Well, anyway what happened, Elijah Pitts' wife, Ruth, came to town with her son, Ronny, who is on TV now. I won't mention the network; it's not this one, or this one, anyway, the two of them came in, and so Elaine and Ruth, they were the pillars that we stuck to. After that, more and more black wives came to Green Bay.  Ever go through Green Bay now, and it's a very, very integrated city.  And it never was a city of bias, just a city with a lack of color, that's all. (Applause)
I told myself I wasn't going to speak too long, and I'm going to go real quick, I'd like to say first of all that the fans of Baltimore, you guys may be great, but you've got to come to Lambeau Field to see the real thrill of the real fans.  Lambeau's the place.  (Cheers.) A lot of guys don't want to believe me.  But I tell you what, our fans are as enthusiastic as any other fans in the country.  Our fans own the team.  Now top that. (Laughing).

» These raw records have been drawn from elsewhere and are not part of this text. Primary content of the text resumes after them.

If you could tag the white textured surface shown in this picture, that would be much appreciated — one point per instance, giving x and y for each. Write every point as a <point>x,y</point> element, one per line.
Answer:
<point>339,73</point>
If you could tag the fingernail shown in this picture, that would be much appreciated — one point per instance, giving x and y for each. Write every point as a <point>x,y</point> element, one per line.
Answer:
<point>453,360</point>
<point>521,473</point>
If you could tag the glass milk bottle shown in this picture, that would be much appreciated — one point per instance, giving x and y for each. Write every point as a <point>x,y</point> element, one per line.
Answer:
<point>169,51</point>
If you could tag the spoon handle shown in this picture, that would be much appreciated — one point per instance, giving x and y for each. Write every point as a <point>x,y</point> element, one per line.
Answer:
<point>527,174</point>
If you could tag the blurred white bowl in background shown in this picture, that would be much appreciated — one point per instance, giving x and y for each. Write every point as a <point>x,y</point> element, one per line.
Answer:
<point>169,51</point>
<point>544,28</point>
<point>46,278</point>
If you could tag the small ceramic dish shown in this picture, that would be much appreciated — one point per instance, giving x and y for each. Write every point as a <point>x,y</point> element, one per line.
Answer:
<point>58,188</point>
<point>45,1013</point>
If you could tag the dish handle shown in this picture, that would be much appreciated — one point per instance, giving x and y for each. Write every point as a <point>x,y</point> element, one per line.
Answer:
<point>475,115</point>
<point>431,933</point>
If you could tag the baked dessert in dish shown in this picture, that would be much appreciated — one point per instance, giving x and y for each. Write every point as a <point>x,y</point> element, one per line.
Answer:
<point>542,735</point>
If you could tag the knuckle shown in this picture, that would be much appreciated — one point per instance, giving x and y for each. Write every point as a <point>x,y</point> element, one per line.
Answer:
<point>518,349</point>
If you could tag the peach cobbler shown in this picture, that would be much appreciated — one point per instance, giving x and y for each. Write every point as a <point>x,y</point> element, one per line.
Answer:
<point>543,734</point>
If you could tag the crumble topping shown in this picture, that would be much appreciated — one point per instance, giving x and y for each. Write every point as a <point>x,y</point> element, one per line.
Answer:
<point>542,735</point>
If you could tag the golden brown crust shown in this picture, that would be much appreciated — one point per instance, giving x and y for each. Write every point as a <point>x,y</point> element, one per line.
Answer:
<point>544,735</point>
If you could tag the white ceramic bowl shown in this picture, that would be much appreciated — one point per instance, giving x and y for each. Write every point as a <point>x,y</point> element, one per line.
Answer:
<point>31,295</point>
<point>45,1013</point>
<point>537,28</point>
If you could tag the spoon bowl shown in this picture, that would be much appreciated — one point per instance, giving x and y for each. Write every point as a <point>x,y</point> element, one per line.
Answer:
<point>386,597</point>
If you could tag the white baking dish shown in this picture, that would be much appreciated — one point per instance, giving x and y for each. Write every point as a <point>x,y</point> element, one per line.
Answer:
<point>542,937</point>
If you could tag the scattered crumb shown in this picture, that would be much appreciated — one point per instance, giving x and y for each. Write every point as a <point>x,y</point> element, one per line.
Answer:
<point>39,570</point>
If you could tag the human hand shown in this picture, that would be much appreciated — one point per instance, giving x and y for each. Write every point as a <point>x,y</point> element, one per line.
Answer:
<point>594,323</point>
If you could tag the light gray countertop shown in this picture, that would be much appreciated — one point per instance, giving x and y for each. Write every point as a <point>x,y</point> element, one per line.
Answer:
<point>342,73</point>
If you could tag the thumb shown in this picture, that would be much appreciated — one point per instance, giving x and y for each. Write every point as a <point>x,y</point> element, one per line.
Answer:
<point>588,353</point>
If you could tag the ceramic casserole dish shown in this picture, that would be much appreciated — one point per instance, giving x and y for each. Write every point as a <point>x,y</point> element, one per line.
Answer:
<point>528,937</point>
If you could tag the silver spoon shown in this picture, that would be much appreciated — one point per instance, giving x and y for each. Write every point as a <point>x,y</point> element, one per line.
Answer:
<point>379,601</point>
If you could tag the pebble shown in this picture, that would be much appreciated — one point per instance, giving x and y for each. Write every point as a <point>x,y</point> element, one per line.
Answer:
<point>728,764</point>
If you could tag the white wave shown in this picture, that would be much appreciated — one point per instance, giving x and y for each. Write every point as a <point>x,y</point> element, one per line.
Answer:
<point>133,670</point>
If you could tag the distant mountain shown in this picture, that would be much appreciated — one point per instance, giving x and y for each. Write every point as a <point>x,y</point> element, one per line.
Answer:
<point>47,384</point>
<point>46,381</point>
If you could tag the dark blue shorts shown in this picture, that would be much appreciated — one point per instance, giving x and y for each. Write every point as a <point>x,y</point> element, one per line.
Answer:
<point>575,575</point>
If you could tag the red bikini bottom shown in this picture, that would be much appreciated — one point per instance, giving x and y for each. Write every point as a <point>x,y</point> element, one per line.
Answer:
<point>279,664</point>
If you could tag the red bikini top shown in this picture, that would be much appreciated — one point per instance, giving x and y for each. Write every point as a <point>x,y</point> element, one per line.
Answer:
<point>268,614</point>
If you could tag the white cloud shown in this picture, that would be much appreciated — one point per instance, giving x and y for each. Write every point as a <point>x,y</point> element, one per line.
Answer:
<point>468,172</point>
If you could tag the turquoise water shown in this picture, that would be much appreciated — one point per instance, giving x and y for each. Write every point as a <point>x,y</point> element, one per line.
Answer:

I tell you what, I am affiliated with almost all the 32 owners, and the best owner in the league is the Green Bay Packers, the fans of Green Bay, and I love those guys.  Well, I'm here now, and I they can't kick me out. I finally made it and I'm here forever.  The one thing I've always said, and you may have heard me quote this, the thing about the Hall of Fame is the closest thing a football player can get to immortality.  You are forever immortalized in the bust in that place. And look at that bust.  It touches me because I know that eons from now, some little Robinson, some great, great, great, great of mine will look up and say, I wonder if that Robinson is related to us.  And the answer is going to be yes, sir, he is.  I'll be looking down on him.  You're immortalized there in the Hall of Fame.
For this, I'd like to thank everybody here and in the Hall of Fame.  Thank you very much.